Für die Radinfrastruktur innerstädtisch war in Utrecht entscheidend, das sie konsequent von Autos getrennt eingerichtet wurde, und so auch vulnerablen Gruppen im Straßenverkehr (Kinder,Alte, Beeinträchtigte) ein sicheres Radfahren zu ermöglichen. Das führte bspw. dazu, dass stillgelegte Bahntrassen zu Radwegen umfunktioniert wurden:

Es gibt eine App, die sich Radelnde herunterladen können und die beim Anfahren von Ampelanlagen für Grünphasen der Ampeln sorgt.
In Utrecht gibt es Räder mit einem blauen Vorderrad: Diese Räder sind geliehen. Das Rad wird für einen monatlichen Betrag gemietet und mit den Mietgebühren auch in Stand gehalten, d.h. anfallende Reparaturen sind in der Miete enthalten. Gemietet werden können alle möglichen Fahrradtypen, von luxuriös bis einfach, von Muskelbike bis E-Bike und Lastenrad. In Utrecht stehen und fahren auffällig viele Mieträder herum.

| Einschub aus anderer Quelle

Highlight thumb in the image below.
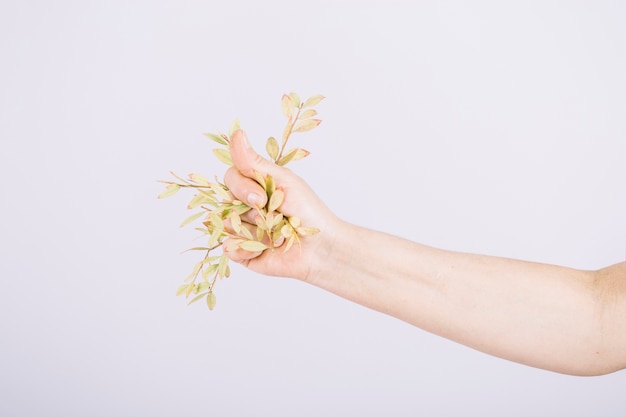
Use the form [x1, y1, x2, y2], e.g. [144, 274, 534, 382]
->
[230, 129, 281, 179]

Wir sind von unserem Campingplatz 10 km entfernt jeden Tag nach Utrecht geradelt. Außerorts wird sich die Straße selbstverständlich zwischen Autos und Radfahrer:innen geteilt. Die Geschwindigkeit ist für PKWS reduziert. Kein:e Radfahrer:in wird weg gehupt, es ist eher so, dass bspw. LKWs hinter den Rädern herzockeln, bis diese Platz machen können und den LKW vorbei lassen, wofür sich die LKW-Fahrer:innen winkend und lachend bedanken. Kein Scherz!

Auf dem Weg in die Stadt kann dann auch noch an leckeren Obstautomaten mit frischen regionalen Erdbeeren und Birnensaft gerastet und gefrühstückt werden:

Andere niederländische Städte sind meiner Wahrnehmung nach was die Fahrradinfrastruktur betrifft gar nicht so weit entfernt von Utrecht.

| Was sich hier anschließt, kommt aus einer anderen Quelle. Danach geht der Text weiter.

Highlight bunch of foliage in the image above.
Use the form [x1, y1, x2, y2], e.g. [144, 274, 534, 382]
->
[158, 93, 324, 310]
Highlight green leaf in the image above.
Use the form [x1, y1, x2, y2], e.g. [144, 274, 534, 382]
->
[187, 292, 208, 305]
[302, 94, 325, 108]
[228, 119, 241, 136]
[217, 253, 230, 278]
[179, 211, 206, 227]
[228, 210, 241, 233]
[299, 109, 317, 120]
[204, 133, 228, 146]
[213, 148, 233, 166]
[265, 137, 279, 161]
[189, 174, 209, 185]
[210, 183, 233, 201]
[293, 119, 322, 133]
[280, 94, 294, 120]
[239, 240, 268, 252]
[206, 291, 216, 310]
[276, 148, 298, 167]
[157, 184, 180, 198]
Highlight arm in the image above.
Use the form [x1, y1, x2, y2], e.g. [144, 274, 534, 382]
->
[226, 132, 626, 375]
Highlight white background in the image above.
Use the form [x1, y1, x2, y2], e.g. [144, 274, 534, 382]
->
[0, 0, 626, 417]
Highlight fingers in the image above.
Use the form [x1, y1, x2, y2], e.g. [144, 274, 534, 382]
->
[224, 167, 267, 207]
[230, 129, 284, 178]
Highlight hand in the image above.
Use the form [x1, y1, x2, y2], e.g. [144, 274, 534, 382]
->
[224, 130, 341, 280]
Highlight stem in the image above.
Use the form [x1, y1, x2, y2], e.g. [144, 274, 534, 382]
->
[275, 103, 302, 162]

Wichtige Unterschiede zu D sind:
– Viele Fahrradwege haben keine oder wenige Berührungspunkte zum PKW Verkehr
– Fußgänger:innen und Radfahrer:innen sind räumlich voneinander getrennt
– Fahrräder haben weitestgehend grüne Welle, was eine Entscheidung der Steuerung der Priorität für Radverkehr in den elektronisch gesteuerten Ampelanlagen voraussetzt
– Radwege sind so breit angelegt, dass in beiden Richtungen jeweils zwei Fahrräder nebeneinander passen – und das oft sogar an beiden Seiten der Straße
– Bodenbelag ist in guter Qualität
– Überall viele Fahrradständer und bewachte Fahrradparkplätze (oft gratis)
Dadurch kann der/die Radfaher:in einfach flott durchfahren ohne die in D üblichen ständigen Unterbrechungen, und per Rad ist die Radfahrer:in schneller von A nach B gefahren als per motorisiertem Individualverkehr.

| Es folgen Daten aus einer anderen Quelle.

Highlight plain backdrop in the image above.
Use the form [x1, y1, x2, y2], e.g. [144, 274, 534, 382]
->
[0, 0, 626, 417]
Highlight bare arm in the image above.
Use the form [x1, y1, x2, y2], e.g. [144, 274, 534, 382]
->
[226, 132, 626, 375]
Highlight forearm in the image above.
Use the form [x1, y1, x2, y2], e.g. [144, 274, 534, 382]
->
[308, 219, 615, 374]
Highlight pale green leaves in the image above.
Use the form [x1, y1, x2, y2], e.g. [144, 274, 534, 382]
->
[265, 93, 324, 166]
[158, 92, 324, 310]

Verantwortlich dafür, dass das alles in NL so gut für Radfahrer:innen klappt ist eine andere Verkehrshierarchie als in Deutschland, die übrigens in Großbritannien auch dahingehend aktuell geändert wurde: Nicht die Autos haben im Verkehr Vorrang (Achtung: Es geht nicht um Vorfahrt!) sondern Radfahrer:innen und Fußgänger:innen.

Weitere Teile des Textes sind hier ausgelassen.